Morse code abbreviations
Morse code abbreviations differ from prosigns for Morse code in that they observe normal interletter spacing; that is, they are not "run together" the way prosigns are. From 1845 until well into the second half of the 20th century, commercial telegraphic code books were used to shorten telegrams, e.g. "Pascoela = Natives have plundered everything from the wreck".
|AA||All after (used after question mark to request a repetition)|
|AB||All before (similarly)|
|ARRL||American Radio Relay League|
|BK||Break (to pause transmission of a message, say)|
|BTU||Back to you|
|BUG||Semiautomatic mechanical key|
|BURO||Bureau (usually used in the phrase PLS QSL VIA BURO, "Please send QSL card via my local/national QSL bureau")|
|CL||Clear (I am closing my station)|
|CQ||Calling any station|
|CQD||Original International Distress Call, fell out of use before 1915|
|CUL||See you later|
|CW||Continuous wave (i.e., radiotelegraph)|
|DE||From (or "this is")|
|DSW||Goodbye (Russian: до свидания [Do svidanya])|
|DX||Distance (sometimes refers to long distance contact), foreign countries|
|FB||Fine business (Analogous to "OK")|
|FCC||Federal Communications Commission|
|GA||Good afternoon or Go ahead (depending on context)|
|GND||Ground (ground potential)|
|HEE||Humour intended (often repeated, e.g.
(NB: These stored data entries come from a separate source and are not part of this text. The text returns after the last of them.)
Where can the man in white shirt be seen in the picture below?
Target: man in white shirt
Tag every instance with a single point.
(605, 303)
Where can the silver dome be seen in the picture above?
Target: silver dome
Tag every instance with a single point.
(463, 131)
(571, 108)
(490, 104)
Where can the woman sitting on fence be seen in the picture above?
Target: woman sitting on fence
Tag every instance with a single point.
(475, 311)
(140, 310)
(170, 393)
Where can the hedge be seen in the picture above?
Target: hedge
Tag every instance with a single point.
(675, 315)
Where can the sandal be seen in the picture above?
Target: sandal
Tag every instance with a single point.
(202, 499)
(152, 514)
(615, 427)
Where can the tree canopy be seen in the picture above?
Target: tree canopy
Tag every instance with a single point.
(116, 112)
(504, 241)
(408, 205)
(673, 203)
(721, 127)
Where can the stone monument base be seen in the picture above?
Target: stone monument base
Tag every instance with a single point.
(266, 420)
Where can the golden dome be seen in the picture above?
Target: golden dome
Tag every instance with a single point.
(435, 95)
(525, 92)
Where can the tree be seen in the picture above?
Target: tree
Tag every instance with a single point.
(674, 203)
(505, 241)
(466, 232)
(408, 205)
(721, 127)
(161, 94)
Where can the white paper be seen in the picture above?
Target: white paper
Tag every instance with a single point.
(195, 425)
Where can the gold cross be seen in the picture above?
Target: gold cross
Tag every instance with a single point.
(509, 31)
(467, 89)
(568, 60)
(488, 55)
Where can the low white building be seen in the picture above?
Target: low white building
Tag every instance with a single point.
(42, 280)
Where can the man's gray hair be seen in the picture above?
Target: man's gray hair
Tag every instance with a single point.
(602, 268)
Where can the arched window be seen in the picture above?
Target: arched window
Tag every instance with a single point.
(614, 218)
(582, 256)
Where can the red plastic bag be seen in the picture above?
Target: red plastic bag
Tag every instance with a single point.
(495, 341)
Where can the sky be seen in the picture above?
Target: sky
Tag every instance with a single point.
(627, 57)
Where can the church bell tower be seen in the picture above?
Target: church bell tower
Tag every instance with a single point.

HEE HEE)|
|HI||Humour intended (possibly derived from HEE)|
|II||I say again|
|KN||Over; only the station named should respond (e.g. W7PTH DE W1AW KN)|
|OM||Old man (any male amateur radio operator is an OM regardless of age)|
|OTC||Old timers club (ARRL-sponsored organization for radio amateurs first licensed 20 or more years ago)|
|OOTC||Old old timers club (organization for those whose first two-way radio contact occurred 40 or more years ago; separate from OTC and ARRL)|
|QCWA||Quarter Century Wireless Association (organization for radio amateurs who have been licensed for 25 or more years)|
|R||Are; received as transmitted (origin of "Roger"), or decimal point (depending on context)|
|RPT||Repeat or report (depending on context)|
|RST||Signal report format (Readability-Signal Strength-Tone)|
|SASE||Self-addressed, stamped envelope|
|SFR||So far (proword)|
|SIG||Signal or signature|
|SK||Out (proword), end of contact|
|SK||Silent Key (a deceased radio amateur)|
|SMS||Short message service|
|T||Zero (usually an elongated dah)|
|UR||Your or You're (depending on context)|
|WTC||Whats the craic? (Irish Language: [Conas atá tú?])|
|YL||Young lady (originally an unmarried female operator, now used for any female)|
|88||Love and kisses|
An amateur radio conversation in Morse code
The skill to have sensible conversations with Morse is more than knowing just the alphabet. To make communication efficient, there are many internationally agreed patterns of communication.
A sample CW conversation between station 1 (S1) and station 2 (S2)
CQ CQ CQ DE S1 K Calling anyone (CQ), this is (DE) S1, listening for any response (K)
S1 DE S2 KN Calling S1, this is S2, listening for a response only from designated station (KN) (Two-way connection established)
S2 DE S1 = GA DR OM UR RST 5NN HR = QTH TIMBUKTU = OP IS JOHN = HW? S2 DE S1 KN Good afternoon dear old man. You are RST 599 here (the N's substitute for 9's; signal is very readable (5) and very strong (9), with very good tone (9)) I'm located in Timbuktu. The operator's name is John. How do you copy?
S1 DE S2 = TNX FB RPRT DR OM JOHN UR 559 = QTH HIMALAYA = NAME IS YETI S1 DE S2 KN Thanks for the nice (fine-business) report dear old man John. I read you 559 (very readable (5), average strength (5), very good tone (9)). I am in the Himalayas. My name is Yeti.
S2 DE S1 = OK TNX QSO DR YETI = 73 ES HPE CUAGN S2 DE S1 KN Okay, thanks for this conversation (QSO), dear Yeti. Best regards and hope to see you again.
S1 DE S2 = R TU CUAGN 73 S1 DE S2 SK Understood. Thank you. Best regards. (signing off)
With heavy use of the Q code and Morse Code Abbreviations, surprisingly meaningful conversations can be had. Note that very few English words have been used ("is" and "name"), only abbreviations. S1 and S2 might not speak the same native language.
Of course, real rag-chewing (lengthy conversations) cannot be done without a common language. On the worldwide amateur bands this is often English.
Contesters often use a very specialized and even shorter format for their contacts. Their purpose is to process as many contacts as possible in a limited time (e.g. 100-150 per hour).